CKD, chronic kidney disease; CVD, cardiovascular disease; DKA, diabetic ketoacidosis; DPP-4, dipeptidyl peptidase-4; eGFR, estimated glomerular filtration rate; GLP1-RA, glucagon-like peptide-1 receptor agonist; HbA1c, glycated haemoglobin; SGLT2, sodium–glucose co-transporter-2 |
Conclusion
The approach to pharmaceutical management of T2D is evolving, with increasing emphasis on personalising therapy according to patient preferences and individual risk of specific diabetes complications. Where indicated, GLP1-RA or SGLT2 inhibitor therapy should be considered for prevention of diabetes complications, not just glucose-lowering. GLP1-RAs favourably impact weight, glycaemia, lipids and blood pressure. Aside from frequent gastrointestinal side effects with treatment initiation, they are relatively safe and the option for once-weekly dosing is convenient.
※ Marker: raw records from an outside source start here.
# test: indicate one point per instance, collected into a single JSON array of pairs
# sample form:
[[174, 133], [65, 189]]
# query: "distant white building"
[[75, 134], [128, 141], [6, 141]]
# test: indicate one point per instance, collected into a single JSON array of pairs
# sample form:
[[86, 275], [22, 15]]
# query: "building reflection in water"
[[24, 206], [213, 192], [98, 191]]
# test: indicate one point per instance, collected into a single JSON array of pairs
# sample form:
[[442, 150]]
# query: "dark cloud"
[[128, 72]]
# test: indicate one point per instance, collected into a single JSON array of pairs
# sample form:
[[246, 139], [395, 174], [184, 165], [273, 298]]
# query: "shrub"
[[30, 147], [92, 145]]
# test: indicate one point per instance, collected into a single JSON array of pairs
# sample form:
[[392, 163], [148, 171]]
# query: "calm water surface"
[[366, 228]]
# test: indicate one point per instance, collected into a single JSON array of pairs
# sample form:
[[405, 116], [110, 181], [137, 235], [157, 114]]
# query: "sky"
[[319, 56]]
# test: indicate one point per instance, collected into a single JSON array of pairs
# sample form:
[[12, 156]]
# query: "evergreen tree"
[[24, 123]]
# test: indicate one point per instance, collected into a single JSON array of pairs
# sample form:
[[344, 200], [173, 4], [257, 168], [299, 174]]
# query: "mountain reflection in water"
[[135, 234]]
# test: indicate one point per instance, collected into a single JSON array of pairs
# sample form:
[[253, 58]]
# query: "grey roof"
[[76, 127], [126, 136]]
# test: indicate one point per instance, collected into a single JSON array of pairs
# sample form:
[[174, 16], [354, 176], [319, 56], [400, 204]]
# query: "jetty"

Weekly GLP1-RAs should be considered for people with T2D at high risk of CVD or where weight loss is particularly desired, noting that daily oral SGLT2 inhibitor therapy may be preferable when heart failure risk or delaying CKD progression are priorities.
Key points
- There has been a rapid increase in therapeutic options for T2D.
- Choice of glucose-lowering therapy should be tailored to the individual patient.
- GLP1-RAs are recommended as an option for second- or third-line T2D treatment.
- GLP1-RAs effectively reduce glycaemia and promote weight loss.
- There is a relative cardiovascular risk reduction with GLP1-RA therapy in people at high risk.